Organisasi Kesehatan Dunia (WHO) belum mengubah kebijakannya tentang penularan aerosol dari virus Corona. Direktur Eksekutif Program Kedaruratan Kesehatan WHO Mike Ryan menegaskan belum ada bukti baru mengenai risiko penularan COVID-19 lewat udara.
"Kami yakin belum melihat bukti baru (penularan COVID-19 lewat udara) dan posisi kami dalam hal ini tetap sama," kata Ryan dalam sebuah konferensi pers, dikutip dari Reuters, Selasa (22/9/2020).
Ryan mengatakan WHO hingga kini masih meyakini COVID-19 menyebar melalui droplet, tetapi di ruang tertutup dan padat dengan ventilasi yang tidak memadai, penularan secara aerosol sangat mungkin terjadi.
"Kami masih, berdasarkan bukti, yakin bahwa ada berbagai metode transmisi," katanya.
Komentar WHO ini datang setelah CDC Amerika Serikat mengubah panduannya tentang penularan virus Corona. Sebelumnya, laman CDC pada Jumat (17/9) menuliskan 'ada bukti yang berkembang bahwa droplet dan partikel COVID-19 dapat tetap berada di udara dan terhirup oleh orang lain dalam jarak kurang dari 2 meter'.

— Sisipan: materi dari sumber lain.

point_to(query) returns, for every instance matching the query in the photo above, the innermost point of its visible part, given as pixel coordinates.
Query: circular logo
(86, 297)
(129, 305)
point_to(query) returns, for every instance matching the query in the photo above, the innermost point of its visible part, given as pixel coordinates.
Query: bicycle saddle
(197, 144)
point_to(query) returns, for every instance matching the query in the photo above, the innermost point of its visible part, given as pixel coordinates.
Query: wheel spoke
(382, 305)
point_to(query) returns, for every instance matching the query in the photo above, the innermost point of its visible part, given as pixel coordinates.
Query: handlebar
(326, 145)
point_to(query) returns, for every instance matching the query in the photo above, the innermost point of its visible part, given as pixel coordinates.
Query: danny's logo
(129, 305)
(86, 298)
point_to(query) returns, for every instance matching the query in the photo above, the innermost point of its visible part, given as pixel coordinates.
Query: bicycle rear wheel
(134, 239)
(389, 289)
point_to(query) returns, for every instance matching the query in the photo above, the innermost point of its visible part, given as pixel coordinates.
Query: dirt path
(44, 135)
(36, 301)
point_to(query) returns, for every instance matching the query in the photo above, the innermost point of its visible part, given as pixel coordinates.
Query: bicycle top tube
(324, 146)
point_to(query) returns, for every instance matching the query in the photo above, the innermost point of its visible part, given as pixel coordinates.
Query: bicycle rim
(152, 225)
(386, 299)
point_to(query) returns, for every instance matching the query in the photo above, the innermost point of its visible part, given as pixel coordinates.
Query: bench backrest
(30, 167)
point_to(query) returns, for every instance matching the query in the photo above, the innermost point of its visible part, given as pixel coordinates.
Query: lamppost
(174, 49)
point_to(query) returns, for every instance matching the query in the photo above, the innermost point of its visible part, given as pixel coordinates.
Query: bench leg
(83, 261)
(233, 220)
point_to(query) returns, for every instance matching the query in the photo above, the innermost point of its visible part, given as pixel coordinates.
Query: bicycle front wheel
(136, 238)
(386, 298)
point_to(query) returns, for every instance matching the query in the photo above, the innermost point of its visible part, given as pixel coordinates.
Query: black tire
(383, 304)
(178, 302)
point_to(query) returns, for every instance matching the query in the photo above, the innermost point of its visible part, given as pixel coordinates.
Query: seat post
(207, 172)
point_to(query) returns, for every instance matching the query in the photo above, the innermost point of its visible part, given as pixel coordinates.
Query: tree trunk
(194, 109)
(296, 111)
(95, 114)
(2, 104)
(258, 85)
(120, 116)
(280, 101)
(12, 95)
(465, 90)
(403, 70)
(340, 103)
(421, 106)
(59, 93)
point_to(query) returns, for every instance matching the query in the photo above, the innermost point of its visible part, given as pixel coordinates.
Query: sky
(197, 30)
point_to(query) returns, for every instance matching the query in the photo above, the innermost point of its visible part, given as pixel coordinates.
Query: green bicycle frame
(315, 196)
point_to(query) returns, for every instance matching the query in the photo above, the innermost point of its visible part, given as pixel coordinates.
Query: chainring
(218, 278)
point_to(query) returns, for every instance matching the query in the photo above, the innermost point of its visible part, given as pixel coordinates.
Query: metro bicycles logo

Belakangan, panduan tersebut direvisi karena disebut salah posting.
"Versi draft dari usulan perubahan tentang rekomendasi tersebut terunggah secara tidak sengaja ke website resmi. CDC saat ini memperbaharui rekomendasinya terkait penularan SARS-CoV-2 (virus yang menyebabkan COVID-19) secara airborne," tulis CDC di situsnya.
https://cinemamovie28.com/jazzy-misfits/
Kondisi Ini Tingkatkan Risiko Kematian Akibat Corona, Apa Saja?

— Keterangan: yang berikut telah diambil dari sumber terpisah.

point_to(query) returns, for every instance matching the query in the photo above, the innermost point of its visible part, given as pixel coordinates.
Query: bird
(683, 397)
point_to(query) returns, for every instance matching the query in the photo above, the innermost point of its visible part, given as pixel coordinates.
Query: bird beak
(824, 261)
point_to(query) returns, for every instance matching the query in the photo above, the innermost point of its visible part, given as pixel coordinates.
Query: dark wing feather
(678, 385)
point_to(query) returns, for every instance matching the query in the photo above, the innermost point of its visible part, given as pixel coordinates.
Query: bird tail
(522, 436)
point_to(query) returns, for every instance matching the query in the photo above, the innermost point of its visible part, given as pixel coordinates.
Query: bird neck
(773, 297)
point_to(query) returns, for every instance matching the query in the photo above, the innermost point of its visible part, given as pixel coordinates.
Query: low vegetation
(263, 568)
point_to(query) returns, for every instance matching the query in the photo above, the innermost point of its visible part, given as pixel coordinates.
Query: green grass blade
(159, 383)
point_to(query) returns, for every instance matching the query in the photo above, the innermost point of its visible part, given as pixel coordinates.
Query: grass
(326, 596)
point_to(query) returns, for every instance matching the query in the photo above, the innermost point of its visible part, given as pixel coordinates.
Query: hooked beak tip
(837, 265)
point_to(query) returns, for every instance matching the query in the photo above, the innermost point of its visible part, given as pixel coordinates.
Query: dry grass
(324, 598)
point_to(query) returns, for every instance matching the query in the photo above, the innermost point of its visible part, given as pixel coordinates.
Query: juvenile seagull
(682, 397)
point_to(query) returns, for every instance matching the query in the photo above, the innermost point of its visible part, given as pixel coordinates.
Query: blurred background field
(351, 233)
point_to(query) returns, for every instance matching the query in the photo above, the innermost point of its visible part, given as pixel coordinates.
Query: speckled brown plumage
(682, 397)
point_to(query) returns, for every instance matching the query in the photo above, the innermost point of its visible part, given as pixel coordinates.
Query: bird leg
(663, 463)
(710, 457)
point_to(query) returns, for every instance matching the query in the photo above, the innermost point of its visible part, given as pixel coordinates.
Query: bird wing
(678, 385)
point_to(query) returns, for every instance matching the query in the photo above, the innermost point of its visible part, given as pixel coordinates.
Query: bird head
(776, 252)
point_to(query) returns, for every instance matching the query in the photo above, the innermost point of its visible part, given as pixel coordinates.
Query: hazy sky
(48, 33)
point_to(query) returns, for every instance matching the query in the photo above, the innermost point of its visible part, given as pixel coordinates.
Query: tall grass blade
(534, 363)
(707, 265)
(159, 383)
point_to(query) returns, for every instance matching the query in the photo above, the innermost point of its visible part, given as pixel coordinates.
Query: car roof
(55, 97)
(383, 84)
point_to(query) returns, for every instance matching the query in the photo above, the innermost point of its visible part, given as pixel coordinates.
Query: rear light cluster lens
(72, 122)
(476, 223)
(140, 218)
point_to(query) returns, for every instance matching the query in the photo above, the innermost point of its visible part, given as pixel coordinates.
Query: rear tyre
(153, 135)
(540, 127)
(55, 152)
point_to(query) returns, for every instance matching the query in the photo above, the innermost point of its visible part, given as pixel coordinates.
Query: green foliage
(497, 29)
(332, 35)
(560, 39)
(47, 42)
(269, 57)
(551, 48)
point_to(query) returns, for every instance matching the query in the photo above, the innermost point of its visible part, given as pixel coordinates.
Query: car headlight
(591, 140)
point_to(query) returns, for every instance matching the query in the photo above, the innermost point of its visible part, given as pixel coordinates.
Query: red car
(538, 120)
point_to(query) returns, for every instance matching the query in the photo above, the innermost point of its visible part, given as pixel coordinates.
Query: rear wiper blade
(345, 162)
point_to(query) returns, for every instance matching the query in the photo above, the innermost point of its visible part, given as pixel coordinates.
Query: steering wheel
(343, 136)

Studi baru yang dilakukan Organisasi Kesehatan Dunia (WHO) dan Perserikatan Bangsa-Bangsa (PBB) menunjukkan orang yang mempunyai penyakit tidak menular akan lebih rentan menjadi sakit parah dan meninggal akibat virus Corona COVID-19.
WHO mengungkapkan data bahwa lebih dari 40 juta orang meninggal akibat penyakit tidak menular dalam satu tahun. Sebanyak 7 dari 10 kematian global disebabkan oleh penyakit jantung, kanker, diabetes, pernapasan dan penyakit tidak menular lainnya.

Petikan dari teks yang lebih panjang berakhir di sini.